Maria Dans, MD: Director of Palliative Care Services, Siteman Cancer Center at Barnes-Jewish Hospital and Washington University School of Medicine, St. Louis. Board-certified in internal medicine, with subspecialties in critical care medicine and hospice and palliative medicine, Dr. Dans is also Assistant Professor at Washington University School of Medicine.
Shirin Malekpour, PhD: A mathematician and math educator, University of Wisconsin, Madison. Along with her family, she cared for her mother, a pediatric hematologist-oncologist who was diagnosed with advanced-stage cancer. Dr. Malepour was pleased that her mother chose palliative and hospice care in the last few months of her life.
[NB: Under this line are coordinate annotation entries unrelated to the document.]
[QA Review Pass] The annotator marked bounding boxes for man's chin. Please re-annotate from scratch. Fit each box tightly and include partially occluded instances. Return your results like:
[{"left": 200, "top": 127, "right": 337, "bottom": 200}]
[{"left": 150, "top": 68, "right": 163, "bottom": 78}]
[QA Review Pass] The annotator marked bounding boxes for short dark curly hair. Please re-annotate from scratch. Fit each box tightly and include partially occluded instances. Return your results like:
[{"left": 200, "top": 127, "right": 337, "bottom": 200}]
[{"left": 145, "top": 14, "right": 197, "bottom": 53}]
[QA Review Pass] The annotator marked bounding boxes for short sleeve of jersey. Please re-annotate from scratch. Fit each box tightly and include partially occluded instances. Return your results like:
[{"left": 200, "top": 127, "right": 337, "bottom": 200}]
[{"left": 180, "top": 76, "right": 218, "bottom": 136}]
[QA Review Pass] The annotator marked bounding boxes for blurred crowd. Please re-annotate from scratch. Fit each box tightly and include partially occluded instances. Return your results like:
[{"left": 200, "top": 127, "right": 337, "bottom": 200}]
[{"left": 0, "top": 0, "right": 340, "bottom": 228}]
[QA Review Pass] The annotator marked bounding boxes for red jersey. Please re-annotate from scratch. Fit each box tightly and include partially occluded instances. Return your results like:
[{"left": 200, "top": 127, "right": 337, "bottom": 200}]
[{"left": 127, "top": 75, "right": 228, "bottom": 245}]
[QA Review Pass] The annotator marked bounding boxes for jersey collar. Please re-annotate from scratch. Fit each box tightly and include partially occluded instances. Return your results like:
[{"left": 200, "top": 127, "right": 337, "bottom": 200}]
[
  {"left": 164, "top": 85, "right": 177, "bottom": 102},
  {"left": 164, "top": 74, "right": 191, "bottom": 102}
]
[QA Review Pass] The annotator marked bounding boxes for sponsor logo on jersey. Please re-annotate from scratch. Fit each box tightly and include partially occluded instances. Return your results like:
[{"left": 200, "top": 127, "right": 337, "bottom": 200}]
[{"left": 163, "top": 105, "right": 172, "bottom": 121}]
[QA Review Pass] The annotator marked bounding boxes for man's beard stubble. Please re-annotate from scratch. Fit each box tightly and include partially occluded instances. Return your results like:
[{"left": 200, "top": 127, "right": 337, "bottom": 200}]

Carri Siedlik, APRN, ACHPN: Nurse practitioner, Palliative Care Program, University of Nebraska Medical Center, Fred & Pamela Buffett Cancer Center, Omaha. Ms. Siedlik previously served as Instructor in the Adult Health and Illness Department at the University of Nebraska Medical Center's College of Nursing.
Sophia Smith, PhD, MSW: Associate Professor, School of Nursing at Duke University, Durham. A member of the NCCN Guidelines Panel for Survivorship, Dr. Smith previously served as a Research Scientist in the Cancer Care Research Program and Center of Learning Health Care at the Duke Clinical Research Institute.